A frase é de autoria do meu falecido pai, o velho Giba, que nos deixou precocemente, aos 52 anos. Ele cunhou ditos que meus filhos estão cansados de ouvir porque continuam atuais depois de 50 anos. O pensamento resume o esforço diário para valorizar o lado bom que todo ser humano traz dentro de si.
É praticamente impossível deparar alguém que seja “de totalmente ruim”, ou seja, que exista um indivíduo que não tenha ao menos uma qualidade a ser destacada. Não se trata de perdoar infinitamente as falhas. Mas de exercitar a tolerância tão escassa hoje em dia. A impaciência que permeia a vida moderna estimula a tendência de supervalorizar erros cometidos por outras pessoas.
É comum ouvir-se frases do tipo “não aguento mais este mundo… só tem gente chata, inconveniente e mal educado”. Em parte isso é verdade. Mas a generalização é sempre inimiga da verdade. E neste caso não é diferente. Todos nós temos amigos que por algum motivo nos atraíram, embora sejam dotados de pequenos vícios que preferimos ignorar diante da nossa atração pessoal.
Existem amigos perfeitos para compartilhar um almoço para jogar conversa fora por uma hora ou duas horas. Outros são vocacionados como bálsamos nos momentos difíceis quando perdemos um ente querido. Existem os companheiros ideais que nos fazem rir, falam bobagens, contam piadas, relatam causos pitorescos. E com muita sorte acharemos um parceiro ou parceira para compartilhar filhos, dividir a velhice, zelar pela nossa saúde até o final dos nossos dias.
Conviver com as próprias deficiências é um exercício diário e nem sempre fácil
A beligerância da modernidade é uma epidemia que se alastra com velocidade espantosa. No trânsito, no supermercado em véspera de feriadão, no caixa eletrônico – onde sempre tem alguém que “não viu que tinha fila” – ou na disputa da vaga do estacionamento. A combustão instantânea transforma pacatas donas de casa e engravatados executivos em metralhadoras que disparam palavrões e ofensas que chocam.
A espiral de violência em todos os ambientes não deve corromper a capacidade de discernimento indispensável à convivência pacífica.

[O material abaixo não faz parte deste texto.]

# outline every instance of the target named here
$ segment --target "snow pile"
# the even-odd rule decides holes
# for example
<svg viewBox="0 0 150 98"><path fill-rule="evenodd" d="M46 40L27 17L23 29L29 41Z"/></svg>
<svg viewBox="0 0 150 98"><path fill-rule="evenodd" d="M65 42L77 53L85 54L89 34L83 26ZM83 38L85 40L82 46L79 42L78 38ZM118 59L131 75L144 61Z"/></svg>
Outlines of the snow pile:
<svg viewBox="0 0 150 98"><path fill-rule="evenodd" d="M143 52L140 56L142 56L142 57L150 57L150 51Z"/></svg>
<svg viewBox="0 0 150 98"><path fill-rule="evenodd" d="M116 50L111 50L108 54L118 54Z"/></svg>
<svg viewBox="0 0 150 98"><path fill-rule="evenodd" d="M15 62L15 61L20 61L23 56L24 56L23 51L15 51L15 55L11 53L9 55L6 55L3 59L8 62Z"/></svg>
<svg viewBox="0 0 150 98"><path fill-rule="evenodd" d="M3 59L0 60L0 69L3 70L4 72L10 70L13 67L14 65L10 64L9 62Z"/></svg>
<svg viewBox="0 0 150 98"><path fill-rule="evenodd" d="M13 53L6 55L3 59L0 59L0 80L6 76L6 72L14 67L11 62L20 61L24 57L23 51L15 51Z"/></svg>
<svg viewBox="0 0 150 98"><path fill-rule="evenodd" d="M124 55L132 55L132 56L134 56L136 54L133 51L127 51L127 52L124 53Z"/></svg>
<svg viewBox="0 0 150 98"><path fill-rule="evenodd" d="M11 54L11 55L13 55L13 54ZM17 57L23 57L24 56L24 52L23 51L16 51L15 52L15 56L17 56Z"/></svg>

Isolar-se sob o argumento que não existem pessoas “boas suficientes para mim” é desistir do entendimento. É capitular através da simplificação do tipo “só eu presto, só eu tenho virtudes, o resto é o resto”.
A rotina de apontar equívocos alheios – sempre em comparação com as nossas qualidades – é arriscada. Brinco com meus filhos ao dizer que na hora de dormir “não se pode enganar o travesseiro”. Isso significa que, ao analisar a jornada diária, sempre é possível encontrar aqui ou ali falhas de comportamento, resvalos de conduta ou atitudes de arrogância e egoísmo da nossa parte.
Irremediavelmente humanos, somos condenados a conviver com semelhantes dotados de vícios toleráveis. Afinal, sobrevivemos às vicissitudes dos nossos próprios defeitos.
Já pensaram no dia em que nossos amigos usarem o churrasco de domingo para falar de todas as nossas falhas, erros e contradições? Seria melhor usar talheres de plástico!